Stochastics finds the range between an asset’s high and low price during a given period of time. The current securities price is then expressed as a percentage of this range with 0% indicating the bottom of the range and 100% indicating the upper limits of the range over the time period covered. The idea behind this indicator is that prices tend to close near the extremes of the recent range before turning points.
A 3-line Stochastics will give you an anticipatory signal in %K, a signal in the turnaround of %D at or before a bottom, and a confirmation of the turnaround in %D-Slow. [3] Typical values are 5, 9, or 14 periods. Smoothing the indicator over 3 periods is standard.
Dr. George Lane, a financial analyst, is one of the first to publish on the use of stochastic oscillators to forecast prices. According to Lane, the Stochastics indicator is to be used with cycles, Elliot Wave Theory and Fibonacci for timing.
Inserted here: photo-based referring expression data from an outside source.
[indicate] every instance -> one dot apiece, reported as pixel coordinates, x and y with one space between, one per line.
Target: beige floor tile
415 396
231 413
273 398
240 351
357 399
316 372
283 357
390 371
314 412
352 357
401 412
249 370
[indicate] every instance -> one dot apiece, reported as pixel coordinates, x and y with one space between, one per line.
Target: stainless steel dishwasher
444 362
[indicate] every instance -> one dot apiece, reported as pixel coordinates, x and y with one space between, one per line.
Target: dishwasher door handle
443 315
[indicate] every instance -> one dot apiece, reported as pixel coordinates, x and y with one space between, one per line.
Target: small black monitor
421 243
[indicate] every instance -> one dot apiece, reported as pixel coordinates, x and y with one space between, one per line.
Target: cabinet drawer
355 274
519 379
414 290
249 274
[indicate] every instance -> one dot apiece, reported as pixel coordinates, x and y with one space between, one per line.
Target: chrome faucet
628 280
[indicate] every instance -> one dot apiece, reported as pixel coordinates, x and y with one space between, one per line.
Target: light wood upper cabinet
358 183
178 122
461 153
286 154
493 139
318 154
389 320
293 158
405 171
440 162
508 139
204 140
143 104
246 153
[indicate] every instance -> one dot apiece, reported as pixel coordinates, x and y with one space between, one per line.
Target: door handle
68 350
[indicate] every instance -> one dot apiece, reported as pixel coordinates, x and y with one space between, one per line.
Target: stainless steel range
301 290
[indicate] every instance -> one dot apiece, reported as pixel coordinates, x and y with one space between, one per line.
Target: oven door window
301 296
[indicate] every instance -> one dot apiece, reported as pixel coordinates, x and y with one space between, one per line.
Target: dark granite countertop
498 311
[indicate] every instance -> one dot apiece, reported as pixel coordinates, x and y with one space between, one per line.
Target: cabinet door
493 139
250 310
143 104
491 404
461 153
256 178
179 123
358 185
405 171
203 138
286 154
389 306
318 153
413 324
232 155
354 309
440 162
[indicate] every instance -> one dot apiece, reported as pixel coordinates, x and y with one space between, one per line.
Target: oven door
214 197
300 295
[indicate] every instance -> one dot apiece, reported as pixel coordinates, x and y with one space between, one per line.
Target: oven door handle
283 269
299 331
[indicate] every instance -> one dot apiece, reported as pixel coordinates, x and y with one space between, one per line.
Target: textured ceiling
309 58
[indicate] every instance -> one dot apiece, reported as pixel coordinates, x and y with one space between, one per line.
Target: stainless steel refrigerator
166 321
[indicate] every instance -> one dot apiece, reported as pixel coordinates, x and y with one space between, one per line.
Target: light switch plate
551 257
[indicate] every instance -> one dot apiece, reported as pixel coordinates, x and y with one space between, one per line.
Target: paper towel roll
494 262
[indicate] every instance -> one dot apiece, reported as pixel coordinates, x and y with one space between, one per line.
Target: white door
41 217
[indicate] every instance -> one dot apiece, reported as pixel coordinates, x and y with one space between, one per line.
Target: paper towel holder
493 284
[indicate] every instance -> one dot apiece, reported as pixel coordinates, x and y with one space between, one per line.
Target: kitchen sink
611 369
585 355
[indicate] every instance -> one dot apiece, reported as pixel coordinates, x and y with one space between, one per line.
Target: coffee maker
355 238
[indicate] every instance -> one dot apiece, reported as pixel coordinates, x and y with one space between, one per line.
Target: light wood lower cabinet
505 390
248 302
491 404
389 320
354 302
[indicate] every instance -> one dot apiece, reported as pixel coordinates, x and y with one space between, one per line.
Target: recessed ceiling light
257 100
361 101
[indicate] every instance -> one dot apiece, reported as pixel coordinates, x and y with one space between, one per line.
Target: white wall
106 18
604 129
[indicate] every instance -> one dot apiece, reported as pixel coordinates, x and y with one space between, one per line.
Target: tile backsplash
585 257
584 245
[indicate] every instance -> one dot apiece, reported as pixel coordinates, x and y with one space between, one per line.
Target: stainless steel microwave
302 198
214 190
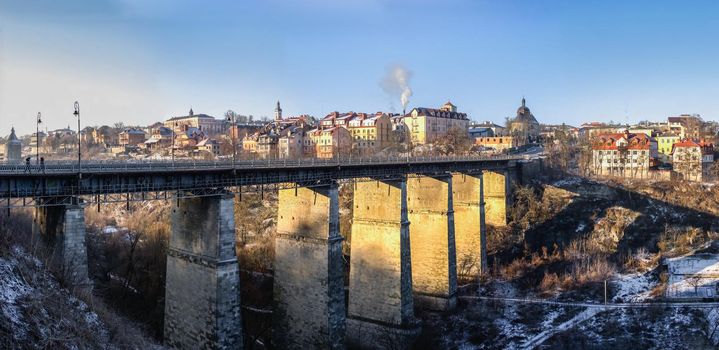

In low margin, calendar futures spreads, you might use Wilders parabolic as a trailing stop after a stochastics entry. A centerpiece of his teaching is the divergence and convergence of trendlines drawn on stochastics, as diverging/converging to trendlines drawn on price cycles. Stochastics predicts tops and bottoms.
The signal to act is when you have a divergence-convergence, in an extreme area, with a crossover on the right hand side, of a cycle bottom. [4] As plain crossovers can occur frequently, one typically waits for crossovers occurring together with an extreme pullback, after a peak or trough in the %D line. If price volatility is high, an exponential moving average of the %D indicator may be taken, which tends to smooth out rapid fluctuations in price.
Stochastics attempts to predict turning points by comparing the closing price of a security to its price range. Prices tend to close near the extremes of the recent range just before turning points. In the case of an uptrend, prices tend to make higher highs, and the settlement price usually tends to be in the upper end of that time period's trading range. When the momentum starts to slow, the settlement prices will start to retreat from the upper boundaries of the range, causing the stochastic indicator to turn down at or before the final price high. [5]
An alert or set-up is present when the %D line is in an extreme area and diverging from the price action. The actual signal takes place when the faster % K line crosses the % D line. [6]
This is when prices pop through and keep on going - that is, break out.